In practice, construct states like 'חיילים צרפתים' (French soldiers), 'חוקרים אנגלים' (English researchers), 'סופרים יהודים' (Jewish authors) are more common, while adjectival forms are reserved for non-human noun phrases, such as 'מנהגים אנגליים' (English customs), 'מאכלים יהודיים' (Jewish foods). According to the rules of Hebrew grammar, when referring to people, both options are valid, while for other nouns, only the -ִיִּים form is correct (יינות צרפתִיִּים not יינות צרפתִים).

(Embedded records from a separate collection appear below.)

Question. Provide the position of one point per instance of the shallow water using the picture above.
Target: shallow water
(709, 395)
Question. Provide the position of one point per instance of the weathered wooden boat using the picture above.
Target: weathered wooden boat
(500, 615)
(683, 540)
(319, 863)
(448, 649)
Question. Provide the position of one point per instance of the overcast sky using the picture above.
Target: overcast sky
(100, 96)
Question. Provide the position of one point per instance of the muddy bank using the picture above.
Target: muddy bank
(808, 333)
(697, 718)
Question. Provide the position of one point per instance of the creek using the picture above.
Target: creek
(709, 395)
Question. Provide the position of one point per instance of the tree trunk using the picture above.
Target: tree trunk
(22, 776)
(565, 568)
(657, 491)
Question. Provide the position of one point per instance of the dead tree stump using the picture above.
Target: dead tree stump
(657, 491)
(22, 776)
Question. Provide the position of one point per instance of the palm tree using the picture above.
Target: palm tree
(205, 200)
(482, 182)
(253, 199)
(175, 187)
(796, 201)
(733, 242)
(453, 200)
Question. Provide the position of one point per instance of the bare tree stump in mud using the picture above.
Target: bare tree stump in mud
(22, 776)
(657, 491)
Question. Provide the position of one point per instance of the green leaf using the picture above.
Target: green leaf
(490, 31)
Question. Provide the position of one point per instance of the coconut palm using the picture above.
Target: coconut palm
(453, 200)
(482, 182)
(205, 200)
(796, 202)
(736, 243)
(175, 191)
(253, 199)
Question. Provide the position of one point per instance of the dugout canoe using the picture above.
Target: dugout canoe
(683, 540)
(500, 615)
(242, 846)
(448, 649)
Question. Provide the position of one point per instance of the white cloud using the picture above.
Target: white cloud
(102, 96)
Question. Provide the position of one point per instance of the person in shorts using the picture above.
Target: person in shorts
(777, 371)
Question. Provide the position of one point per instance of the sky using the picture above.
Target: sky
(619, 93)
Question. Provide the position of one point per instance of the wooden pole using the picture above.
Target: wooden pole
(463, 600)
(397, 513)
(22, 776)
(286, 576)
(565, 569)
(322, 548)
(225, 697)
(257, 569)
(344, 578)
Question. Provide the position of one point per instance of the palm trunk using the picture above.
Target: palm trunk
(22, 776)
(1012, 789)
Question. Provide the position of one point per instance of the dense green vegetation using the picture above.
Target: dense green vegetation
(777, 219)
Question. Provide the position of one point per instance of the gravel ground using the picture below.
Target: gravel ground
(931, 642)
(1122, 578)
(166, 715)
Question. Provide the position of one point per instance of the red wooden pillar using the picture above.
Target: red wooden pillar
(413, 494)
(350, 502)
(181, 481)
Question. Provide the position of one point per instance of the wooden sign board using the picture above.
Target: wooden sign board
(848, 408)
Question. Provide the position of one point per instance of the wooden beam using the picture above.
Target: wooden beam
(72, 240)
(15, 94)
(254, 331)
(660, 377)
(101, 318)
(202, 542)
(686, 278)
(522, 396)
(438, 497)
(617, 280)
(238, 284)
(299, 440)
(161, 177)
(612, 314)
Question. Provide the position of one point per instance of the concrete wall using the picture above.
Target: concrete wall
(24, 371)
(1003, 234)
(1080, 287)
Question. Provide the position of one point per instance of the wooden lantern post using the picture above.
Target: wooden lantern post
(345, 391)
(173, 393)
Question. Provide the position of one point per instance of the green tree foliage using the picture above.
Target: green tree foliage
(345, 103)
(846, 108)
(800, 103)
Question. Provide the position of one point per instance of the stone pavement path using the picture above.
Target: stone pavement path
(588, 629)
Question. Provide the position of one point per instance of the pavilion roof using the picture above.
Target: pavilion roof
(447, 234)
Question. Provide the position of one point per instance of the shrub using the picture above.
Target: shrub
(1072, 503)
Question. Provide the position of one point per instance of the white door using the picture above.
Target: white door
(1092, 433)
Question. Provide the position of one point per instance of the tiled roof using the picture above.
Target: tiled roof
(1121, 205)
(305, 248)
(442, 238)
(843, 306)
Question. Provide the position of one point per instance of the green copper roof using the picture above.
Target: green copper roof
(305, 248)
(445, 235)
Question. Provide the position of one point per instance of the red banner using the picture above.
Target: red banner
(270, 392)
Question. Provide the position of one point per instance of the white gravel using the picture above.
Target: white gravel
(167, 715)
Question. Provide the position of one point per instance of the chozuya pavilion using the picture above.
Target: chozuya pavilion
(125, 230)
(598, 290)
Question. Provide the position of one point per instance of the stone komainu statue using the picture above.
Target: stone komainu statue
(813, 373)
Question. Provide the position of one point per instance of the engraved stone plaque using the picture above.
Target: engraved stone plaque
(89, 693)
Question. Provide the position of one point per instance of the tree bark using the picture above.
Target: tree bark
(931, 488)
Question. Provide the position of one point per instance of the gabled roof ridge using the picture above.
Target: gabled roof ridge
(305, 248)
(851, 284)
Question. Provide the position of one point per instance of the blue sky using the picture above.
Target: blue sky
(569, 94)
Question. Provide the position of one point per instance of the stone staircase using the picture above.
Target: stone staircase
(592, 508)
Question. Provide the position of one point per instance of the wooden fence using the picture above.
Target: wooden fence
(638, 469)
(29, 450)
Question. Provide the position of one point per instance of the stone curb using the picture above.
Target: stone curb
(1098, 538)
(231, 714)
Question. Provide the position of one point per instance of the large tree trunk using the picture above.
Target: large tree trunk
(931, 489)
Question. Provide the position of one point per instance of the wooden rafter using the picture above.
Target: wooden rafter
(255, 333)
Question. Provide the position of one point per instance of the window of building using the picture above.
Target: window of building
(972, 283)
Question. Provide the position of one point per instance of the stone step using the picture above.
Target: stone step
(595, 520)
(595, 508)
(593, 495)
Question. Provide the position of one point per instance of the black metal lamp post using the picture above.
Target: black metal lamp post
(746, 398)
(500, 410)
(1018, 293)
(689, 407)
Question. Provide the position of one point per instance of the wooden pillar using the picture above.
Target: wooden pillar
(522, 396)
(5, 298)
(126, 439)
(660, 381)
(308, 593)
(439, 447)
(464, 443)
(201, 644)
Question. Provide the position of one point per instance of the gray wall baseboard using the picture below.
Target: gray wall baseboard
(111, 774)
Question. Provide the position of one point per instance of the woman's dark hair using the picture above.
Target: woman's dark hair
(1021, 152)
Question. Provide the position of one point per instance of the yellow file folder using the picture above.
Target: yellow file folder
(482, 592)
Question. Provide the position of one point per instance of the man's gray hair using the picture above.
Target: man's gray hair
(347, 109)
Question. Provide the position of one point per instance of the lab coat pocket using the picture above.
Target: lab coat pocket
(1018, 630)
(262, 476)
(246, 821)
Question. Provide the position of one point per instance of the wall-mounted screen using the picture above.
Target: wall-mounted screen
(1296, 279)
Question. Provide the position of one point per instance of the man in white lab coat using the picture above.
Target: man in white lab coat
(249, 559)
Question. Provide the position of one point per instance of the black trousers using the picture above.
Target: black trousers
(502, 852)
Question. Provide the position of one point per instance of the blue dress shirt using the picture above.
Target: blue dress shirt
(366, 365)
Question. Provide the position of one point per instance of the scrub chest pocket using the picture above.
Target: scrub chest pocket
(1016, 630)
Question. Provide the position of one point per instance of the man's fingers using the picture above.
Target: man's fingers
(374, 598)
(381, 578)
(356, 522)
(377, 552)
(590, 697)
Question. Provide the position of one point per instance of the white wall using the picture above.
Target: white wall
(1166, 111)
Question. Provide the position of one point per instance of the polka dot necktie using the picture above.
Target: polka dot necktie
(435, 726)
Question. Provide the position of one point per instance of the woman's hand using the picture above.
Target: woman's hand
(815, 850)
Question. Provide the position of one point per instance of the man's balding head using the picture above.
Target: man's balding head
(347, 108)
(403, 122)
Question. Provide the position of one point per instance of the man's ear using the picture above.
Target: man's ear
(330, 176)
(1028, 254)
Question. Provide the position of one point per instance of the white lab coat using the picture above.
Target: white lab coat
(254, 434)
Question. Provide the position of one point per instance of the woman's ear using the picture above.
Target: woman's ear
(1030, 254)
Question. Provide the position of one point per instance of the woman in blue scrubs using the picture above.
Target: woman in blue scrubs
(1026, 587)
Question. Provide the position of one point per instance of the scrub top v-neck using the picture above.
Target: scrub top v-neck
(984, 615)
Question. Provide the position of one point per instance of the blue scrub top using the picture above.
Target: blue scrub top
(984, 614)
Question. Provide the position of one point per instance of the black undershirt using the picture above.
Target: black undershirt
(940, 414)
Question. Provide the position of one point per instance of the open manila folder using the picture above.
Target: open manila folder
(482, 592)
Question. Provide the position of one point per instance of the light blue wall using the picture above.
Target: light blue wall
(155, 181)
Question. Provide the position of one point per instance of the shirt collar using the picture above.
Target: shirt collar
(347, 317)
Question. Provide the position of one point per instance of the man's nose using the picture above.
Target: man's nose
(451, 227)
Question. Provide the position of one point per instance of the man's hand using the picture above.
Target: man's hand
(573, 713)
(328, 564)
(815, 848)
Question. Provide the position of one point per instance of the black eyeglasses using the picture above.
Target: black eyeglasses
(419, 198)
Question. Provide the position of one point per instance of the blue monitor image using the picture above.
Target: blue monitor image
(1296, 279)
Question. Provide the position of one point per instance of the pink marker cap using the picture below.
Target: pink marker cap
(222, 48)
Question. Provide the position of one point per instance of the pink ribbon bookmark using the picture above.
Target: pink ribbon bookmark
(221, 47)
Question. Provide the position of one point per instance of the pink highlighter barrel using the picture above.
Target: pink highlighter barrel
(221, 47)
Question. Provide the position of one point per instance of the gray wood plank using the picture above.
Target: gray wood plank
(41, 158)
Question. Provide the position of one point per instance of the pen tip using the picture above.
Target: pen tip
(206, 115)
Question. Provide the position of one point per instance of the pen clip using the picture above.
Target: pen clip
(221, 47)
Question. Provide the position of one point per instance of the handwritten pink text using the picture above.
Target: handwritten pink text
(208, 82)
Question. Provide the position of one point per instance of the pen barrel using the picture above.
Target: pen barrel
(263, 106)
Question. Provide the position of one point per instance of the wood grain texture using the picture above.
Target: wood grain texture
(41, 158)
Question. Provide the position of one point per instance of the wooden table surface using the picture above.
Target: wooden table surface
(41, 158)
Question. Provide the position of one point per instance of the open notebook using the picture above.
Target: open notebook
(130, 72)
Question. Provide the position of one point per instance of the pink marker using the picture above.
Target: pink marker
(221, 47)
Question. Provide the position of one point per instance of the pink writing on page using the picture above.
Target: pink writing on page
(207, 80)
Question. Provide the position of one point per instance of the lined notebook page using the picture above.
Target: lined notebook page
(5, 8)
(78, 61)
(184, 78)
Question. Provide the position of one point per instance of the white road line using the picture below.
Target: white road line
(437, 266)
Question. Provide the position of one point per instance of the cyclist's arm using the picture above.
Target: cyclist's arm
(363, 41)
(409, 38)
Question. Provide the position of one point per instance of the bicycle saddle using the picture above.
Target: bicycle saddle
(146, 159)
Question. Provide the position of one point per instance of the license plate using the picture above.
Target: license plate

Ethnonyms that denote geographic or national affiliation (like 'יהודי', 'צרפתי') are joined by other terms that indicate group affiliation, such as 'חרדי' (Ultra-Orthodox), 'חילוני' (secular), 'מוסלמי' (Muslim). Even in these, there is a distinction between the plural form as a noun – חרדים, חילונים, מוסלמים with a single י, and as an adjective, e.g., 'מוסָדות חרדיים' (Ultra-Orthodox institutions) with two יודים. Conversely, other terms regularly appear in the plural with two יודים even as nouns, such as 'דתיים' (religious), 'מסורתיים' (traditional).

Note: When a combination of a noun and an adjective in the masculine plural appears in the Bible, usually the adjective comes with a single י: "And Midianite traders passed by and they pulled and lifted Joseph out of the pit" (Genesis 37:28); "And behold, two Hebrew men were fighting" (Exodus 2:13); "Before Jewish men" (Jeremiah 39:9); "Their Jewish brethren" (Nehemiah 5:1, similarly 5:8); "And they subdued before them the

inhabitants of the land, the Canaanites" (Nehemiah 9:24). However, it also appears with two יודים: "And Edomite men, servants of his father, were with him" (1 Kings 11:17).